Re: Next, try copyright law
@Cliff
One could argue that the ability of publishers to make money from copyrighted works incentivises them to engage and pay writers (etc...) and thus provides incentive for those writers to, well, write.
Many (including myself) would argue that the system is unequal and in dire need of fixing, but then I occupy that (probably large) middle-ground that believes copyright law is necessary, but the current system is not optimal.
On 'the mouse', specifically, I do see a distinction between a written work and a character. A creation like Mickey Mouse is as much a trademark as intellectual property so, in some ways, wondering when Mickey Mouse will become 'public domain' is a little like wondering when I will be able to build and sell cars with the Ford badge on them, or PCs with the HP logo.
Really, Mickey is a trademark - the character, and indeed other similar cartoon characters, are used as identifiers for their brand. The cartoons themselves are protected via regular copyright (which may or may not be extended) but the characters themselves would seem to be valid for protection potentially in perpetuity. (Apologies for the alliteration.)

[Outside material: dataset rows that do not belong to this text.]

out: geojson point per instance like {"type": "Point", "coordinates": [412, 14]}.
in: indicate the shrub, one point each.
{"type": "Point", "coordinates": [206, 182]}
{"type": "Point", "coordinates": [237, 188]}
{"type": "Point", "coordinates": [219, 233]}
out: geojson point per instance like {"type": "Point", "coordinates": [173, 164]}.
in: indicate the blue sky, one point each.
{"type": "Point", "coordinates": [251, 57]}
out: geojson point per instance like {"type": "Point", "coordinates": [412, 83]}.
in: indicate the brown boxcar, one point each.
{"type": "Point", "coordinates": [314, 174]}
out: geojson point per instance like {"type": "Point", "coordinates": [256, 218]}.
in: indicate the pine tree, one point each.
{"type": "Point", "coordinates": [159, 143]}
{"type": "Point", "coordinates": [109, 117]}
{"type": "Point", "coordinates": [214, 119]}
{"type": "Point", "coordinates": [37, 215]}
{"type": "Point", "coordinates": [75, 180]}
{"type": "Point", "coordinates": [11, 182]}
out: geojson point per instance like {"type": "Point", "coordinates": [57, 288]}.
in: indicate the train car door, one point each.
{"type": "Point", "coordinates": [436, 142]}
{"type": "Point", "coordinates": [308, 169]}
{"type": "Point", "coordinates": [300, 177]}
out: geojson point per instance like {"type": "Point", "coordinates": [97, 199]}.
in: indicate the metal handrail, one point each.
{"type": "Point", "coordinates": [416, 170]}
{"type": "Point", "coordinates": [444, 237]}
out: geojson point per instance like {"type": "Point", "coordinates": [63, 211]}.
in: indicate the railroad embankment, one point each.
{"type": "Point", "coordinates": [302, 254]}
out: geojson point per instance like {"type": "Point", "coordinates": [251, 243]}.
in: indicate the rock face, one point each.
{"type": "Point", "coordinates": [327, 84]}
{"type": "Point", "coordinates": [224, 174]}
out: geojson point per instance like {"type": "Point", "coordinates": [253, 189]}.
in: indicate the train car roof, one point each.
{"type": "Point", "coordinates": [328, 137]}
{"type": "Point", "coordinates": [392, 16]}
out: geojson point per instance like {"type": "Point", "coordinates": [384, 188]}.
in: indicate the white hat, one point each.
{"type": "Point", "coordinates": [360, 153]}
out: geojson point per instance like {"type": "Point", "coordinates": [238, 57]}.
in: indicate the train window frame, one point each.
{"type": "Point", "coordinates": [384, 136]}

Seeing an item or work with Mickey Mouse instantly signifies that that product/work is the property of or licensed by Disney. If the protections on the character and 'likeness' of Mickey Mouse were to suddenly expire, think of all the knock-off goods that would appear. It would most definitely cause 'brand dilution', which is precisely the thing that trademarks are designed to protect against.
To be clear, a cartoon with Mickey Mouse should not receive any special or extended protection (which is what you were likely talking about), any more than a song or a piece of writing should. After X years, that work should be considered in the public domain; the music can be used in a movie or a YouTube video, the book re-printed by another publisher, or a cartoon/movie shown by a broadcaster - all without having to pay anyone. BUT, that is not the same thing as someone making a new movie with the Mickey Mouse character.
Like the bunny, the mouse fulfils the criteria for a trademark and should be protected as such.
THAT SAID, the copyright laws of works do seem to get extended and I don't agree with that at all. There is no reason why the specific work of 'Steamboat Willie' should not be part of the public domain. While it might not be quite the same, modern symphony orchestras and opera companies simply could not exist without the timely expiration of copyrighted music - it is very much in the public interest that the Brandenburg Concertos or Mahler's ninth are in the public domain.
An interesting thing there, is that up until relatively recently, the US did not recognise foreign copyright laws so Disney was able to use Stravinsky's 'Rite of Spring' in Fantasia without paying the then still-living Stravinsky any royalties for the film's US release. They did have to license for international release but were later taken to court for breach of contract when the film was released on video and largely lost, having to pay up.